Huh? Check out the logic here. If we had known he had autism, then we would not be paying $2,500 out of our own pockets to find out he had it.

These greedheads aren’t just contemptible, they’re idiots.

Plus, here’s something else for you to think about. Why does my autistic son not deserve to have as good and as affordable coverage as anyone else? If anything, he should have better.

A new study published by the medical journal Pediatrics has found that autism is even more prevalent than previously believed. If this study is accurate, one in 92 children now have been diagnosed with autism, which translates to about 673,000 children in the United States.

And you were worried about the flu.

Like the flu, statistics for autism also are compiled by the Centers for Disease Control, but is this condition really a disease? Can it be controlled? We don’t really know what it is or what causes it. We don’t know why some children are more affected than others. We don’t know why some apparently snap out of it at a certain age, while in others the problem progresses. We don’t know of any definitive treatment.

We really don’t know squat about autism, but we do know this: It’s a growing health-care issue and insurance companies don’t want to pay for it.
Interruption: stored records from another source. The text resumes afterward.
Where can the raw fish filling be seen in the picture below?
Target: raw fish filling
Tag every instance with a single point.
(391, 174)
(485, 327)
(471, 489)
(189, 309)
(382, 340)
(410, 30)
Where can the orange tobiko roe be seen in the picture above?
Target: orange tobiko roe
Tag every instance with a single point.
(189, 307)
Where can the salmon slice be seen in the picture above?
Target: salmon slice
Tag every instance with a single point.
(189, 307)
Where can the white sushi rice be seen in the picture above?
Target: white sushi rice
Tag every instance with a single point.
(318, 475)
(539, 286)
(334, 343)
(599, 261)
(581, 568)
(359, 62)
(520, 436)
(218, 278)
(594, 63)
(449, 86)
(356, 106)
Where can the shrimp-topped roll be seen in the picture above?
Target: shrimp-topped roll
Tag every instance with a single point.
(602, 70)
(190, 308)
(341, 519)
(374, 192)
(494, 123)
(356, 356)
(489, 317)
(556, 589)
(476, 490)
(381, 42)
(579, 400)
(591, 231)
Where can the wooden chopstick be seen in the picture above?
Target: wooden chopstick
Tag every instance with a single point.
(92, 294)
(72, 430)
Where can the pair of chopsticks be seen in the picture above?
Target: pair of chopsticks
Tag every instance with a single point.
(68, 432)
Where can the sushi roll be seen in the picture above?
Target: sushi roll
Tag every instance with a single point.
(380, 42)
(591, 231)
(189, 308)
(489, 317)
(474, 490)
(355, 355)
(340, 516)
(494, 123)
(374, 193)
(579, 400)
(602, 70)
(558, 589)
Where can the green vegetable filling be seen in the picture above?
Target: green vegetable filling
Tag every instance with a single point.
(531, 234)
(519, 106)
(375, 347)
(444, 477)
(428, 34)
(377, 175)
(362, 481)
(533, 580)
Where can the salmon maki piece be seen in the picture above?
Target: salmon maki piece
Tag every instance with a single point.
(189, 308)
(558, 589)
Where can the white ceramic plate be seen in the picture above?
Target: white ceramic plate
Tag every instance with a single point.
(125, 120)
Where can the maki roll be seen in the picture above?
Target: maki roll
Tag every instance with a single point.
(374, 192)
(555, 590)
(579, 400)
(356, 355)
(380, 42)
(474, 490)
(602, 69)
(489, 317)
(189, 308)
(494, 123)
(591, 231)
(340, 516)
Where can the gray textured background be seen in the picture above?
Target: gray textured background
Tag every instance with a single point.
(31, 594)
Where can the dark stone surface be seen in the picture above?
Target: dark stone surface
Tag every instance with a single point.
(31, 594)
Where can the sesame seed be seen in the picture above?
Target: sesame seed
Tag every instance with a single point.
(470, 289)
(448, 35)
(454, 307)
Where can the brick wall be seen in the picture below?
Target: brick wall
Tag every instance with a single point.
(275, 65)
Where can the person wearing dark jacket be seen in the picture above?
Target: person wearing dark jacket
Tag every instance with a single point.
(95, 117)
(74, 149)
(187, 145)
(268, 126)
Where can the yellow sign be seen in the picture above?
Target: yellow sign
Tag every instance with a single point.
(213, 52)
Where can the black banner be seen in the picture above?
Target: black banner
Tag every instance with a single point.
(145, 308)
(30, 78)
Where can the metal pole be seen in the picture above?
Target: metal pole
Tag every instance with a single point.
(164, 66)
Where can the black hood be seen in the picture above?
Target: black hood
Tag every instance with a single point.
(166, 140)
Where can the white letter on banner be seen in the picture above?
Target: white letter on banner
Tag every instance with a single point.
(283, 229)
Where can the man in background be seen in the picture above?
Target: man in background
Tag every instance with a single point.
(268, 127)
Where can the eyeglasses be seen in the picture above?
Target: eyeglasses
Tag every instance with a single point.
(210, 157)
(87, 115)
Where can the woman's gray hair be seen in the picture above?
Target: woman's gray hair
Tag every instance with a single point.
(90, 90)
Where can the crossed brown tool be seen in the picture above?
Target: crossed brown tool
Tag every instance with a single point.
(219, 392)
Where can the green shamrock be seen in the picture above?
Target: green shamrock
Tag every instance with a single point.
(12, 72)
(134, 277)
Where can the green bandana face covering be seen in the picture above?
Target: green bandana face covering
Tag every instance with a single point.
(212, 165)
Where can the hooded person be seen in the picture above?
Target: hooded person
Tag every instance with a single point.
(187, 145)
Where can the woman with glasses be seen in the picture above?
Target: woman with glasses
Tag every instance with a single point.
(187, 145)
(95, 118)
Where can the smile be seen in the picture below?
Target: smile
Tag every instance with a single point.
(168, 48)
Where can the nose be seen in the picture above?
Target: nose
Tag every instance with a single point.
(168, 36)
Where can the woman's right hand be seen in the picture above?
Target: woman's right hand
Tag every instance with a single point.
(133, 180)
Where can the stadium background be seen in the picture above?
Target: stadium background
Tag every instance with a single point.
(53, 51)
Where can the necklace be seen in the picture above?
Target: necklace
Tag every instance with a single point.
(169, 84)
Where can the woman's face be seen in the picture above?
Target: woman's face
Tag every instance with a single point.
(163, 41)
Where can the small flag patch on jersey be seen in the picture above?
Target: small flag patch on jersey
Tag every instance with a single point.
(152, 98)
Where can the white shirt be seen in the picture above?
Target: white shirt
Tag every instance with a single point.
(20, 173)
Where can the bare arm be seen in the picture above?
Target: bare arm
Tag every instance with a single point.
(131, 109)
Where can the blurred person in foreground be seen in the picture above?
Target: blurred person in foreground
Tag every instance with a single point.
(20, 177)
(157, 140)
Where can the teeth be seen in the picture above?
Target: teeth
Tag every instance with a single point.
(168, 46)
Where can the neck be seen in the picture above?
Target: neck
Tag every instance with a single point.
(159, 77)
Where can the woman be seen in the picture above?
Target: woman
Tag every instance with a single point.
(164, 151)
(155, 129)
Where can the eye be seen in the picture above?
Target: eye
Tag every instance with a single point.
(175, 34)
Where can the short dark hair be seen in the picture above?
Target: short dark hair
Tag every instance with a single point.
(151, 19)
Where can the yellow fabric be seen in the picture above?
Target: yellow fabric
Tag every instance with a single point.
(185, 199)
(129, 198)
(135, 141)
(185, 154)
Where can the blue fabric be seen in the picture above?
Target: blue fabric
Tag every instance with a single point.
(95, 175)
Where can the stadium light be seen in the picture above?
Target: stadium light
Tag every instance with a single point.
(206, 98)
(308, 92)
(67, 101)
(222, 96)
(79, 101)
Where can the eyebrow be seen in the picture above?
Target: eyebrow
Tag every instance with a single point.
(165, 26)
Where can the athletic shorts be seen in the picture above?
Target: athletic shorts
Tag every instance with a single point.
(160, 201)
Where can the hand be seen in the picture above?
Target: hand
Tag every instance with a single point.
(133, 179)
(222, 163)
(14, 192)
Yet another reason we need to move beyond the corporate-greed model of health care and on to what we have already proven works — some sort of public health-care system.

Back to school and bad food

August 15, 2009

 

It’s that time of year again when school cafeterias gear up to provide the standard unwholesome lunches to children and even so-called health-food stores have set up back-to-school displays featuring the usual disastrous breakfast line-up of toaster pastries and sugary cereals.

 

In the heated debate over health care — which is really about disease care — it’s amazing that the most basic discussion isn’t taking place. This discussion is not about all the misinformation out there — the proposed plan seeks to “cover illegal aliens” or “requires death counseling” are two fallacies now making their way around the conservative talk show misinformation networks.

 

The real discussion should be about why so many people get sick.
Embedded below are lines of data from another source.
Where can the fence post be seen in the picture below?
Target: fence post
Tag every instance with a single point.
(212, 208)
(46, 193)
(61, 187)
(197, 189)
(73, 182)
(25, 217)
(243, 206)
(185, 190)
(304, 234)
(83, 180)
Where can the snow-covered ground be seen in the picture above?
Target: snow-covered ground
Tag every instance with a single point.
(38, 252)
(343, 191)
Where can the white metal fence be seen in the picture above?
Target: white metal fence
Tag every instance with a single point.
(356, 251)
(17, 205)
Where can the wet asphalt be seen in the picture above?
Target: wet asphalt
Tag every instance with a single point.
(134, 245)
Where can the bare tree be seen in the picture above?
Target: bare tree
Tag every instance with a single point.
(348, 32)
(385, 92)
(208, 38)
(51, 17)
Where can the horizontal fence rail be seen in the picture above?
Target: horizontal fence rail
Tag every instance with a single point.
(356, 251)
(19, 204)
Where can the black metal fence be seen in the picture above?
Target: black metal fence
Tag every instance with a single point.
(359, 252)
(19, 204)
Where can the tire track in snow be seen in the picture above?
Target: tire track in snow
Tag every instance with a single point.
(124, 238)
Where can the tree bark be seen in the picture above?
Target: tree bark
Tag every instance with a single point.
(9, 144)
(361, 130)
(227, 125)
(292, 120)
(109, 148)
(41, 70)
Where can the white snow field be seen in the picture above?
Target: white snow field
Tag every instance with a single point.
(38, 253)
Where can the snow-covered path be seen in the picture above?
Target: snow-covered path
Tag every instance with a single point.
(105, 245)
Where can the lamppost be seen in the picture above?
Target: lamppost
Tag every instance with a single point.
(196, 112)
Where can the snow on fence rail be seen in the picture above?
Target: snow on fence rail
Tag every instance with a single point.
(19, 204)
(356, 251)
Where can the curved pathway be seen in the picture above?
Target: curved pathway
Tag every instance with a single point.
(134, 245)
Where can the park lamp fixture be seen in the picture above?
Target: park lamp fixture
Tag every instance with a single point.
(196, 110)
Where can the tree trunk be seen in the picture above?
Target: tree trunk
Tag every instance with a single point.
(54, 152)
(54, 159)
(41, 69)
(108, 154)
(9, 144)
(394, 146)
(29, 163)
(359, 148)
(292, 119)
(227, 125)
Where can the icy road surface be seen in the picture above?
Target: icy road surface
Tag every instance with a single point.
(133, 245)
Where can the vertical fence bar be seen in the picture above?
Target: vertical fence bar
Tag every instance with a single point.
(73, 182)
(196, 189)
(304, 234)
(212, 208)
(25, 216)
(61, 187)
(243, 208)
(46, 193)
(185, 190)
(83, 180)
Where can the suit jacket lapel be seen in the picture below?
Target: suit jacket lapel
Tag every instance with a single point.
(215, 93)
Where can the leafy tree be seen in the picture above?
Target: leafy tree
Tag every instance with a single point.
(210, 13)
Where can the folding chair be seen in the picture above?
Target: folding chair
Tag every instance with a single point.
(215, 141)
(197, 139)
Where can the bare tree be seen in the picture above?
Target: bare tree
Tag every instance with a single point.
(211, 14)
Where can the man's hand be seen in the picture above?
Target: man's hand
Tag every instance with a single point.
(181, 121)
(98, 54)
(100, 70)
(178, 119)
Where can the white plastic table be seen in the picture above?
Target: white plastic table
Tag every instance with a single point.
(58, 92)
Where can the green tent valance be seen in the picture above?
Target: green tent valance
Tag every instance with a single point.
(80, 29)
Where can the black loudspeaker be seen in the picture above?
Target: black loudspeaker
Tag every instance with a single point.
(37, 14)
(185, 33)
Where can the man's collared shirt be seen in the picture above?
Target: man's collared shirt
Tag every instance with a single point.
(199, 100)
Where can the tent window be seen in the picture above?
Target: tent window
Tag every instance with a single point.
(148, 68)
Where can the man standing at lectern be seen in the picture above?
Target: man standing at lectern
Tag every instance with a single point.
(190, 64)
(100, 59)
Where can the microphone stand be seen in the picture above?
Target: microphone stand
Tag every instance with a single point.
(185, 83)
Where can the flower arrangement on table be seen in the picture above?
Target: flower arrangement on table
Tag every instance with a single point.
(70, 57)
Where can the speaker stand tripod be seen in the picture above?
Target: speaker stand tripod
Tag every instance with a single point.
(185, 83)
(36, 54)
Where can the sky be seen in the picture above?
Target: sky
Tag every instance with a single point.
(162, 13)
A burger of grass-fed beef served up on a grilled eggplant "bun," and sides of weedy salad greens from the expansive Jackass on the Run Gardens and Rootin' Tootin' Summer Salad.
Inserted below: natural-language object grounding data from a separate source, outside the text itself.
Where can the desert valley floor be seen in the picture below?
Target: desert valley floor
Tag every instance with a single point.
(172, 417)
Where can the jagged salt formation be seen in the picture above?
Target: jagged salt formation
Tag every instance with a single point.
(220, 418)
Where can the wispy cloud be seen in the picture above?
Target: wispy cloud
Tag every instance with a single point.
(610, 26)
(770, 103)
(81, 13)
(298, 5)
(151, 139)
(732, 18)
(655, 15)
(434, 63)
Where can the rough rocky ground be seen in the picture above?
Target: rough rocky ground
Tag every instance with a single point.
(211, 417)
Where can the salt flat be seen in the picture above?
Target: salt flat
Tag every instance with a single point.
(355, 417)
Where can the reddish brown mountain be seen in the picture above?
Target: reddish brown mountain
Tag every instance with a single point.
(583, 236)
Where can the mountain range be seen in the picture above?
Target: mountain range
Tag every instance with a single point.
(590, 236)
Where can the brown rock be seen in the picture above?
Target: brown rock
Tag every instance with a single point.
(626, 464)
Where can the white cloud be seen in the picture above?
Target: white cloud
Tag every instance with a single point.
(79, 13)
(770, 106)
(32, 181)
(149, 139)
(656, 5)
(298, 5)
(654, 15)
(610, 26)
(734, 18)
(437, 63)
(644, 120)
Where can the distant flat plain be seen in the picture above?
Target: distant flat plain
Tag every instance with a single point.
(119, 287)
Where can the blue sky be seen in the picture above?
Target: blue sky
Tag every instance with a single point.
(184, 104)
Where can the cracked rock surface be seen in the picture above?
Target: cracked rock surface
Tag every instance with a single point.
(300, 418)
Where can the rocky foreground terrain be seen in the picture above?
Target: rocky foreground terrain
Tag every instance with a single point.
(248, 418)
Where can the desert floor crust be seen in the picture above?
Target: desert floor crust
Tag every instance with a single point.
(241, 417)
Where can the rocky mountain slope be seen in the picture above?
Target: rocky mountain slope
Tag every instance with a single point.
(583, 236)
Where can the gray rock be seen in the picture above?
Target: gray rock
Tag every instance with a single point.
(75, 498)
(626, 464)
A burger of grass-fed beef served up on a grilled eggplant "bun," and sides of weedy salad greens from the expansive Jackass on the Run Gardens and Rootin' Tootin' Summer Salad. Not available in most school cafeterias.

 

For the most part people get sick because of what they eat. Largely (and I don’t use the word lightly) what most Americans eat, starting in childhood, is too much refined wheat flour and sugar.

 

We would not allow big tobacco to provide cigarettes to our school children, but our collective mindset has not yet shifted to view what the captains of industry serve up — processed foods — as just as real a health threat. Clearly these foods contribute to the growing threat of childhood diabetes, not to mention cancer, heart disease and others.

 

As a result, more than half of U.S. children are overweight, and a large proportion of kids are actually obese and headed for a lifetime of disease. Unhealthy people are what really burdens our health-care system.

 

The amazing thing is that you — not the government or the insurance companies — have a great deal of control over your diet and health. But few exercise this personal responsibility. Instead, most people expect this illusion of a “health care” system to save them. And regardless of what kind of reform takes place, it won’t.

 

Meanwhile, even here we’re trying to figure out something that we can send along to school with Harrison that he will actually eat. I’m thinking in terms of making a bunch of wheat-free waffles on Sunday and using them for sandwiches. Probably almond butter with fruit-only jelly or honey.

 

Incidentally, I used the waffles as a take-along “energy bar” for mid-morning snacks before all of my pack-burro races this summer. I ate some just plain, and had one with almond butter before the 29-mile Fairplay race.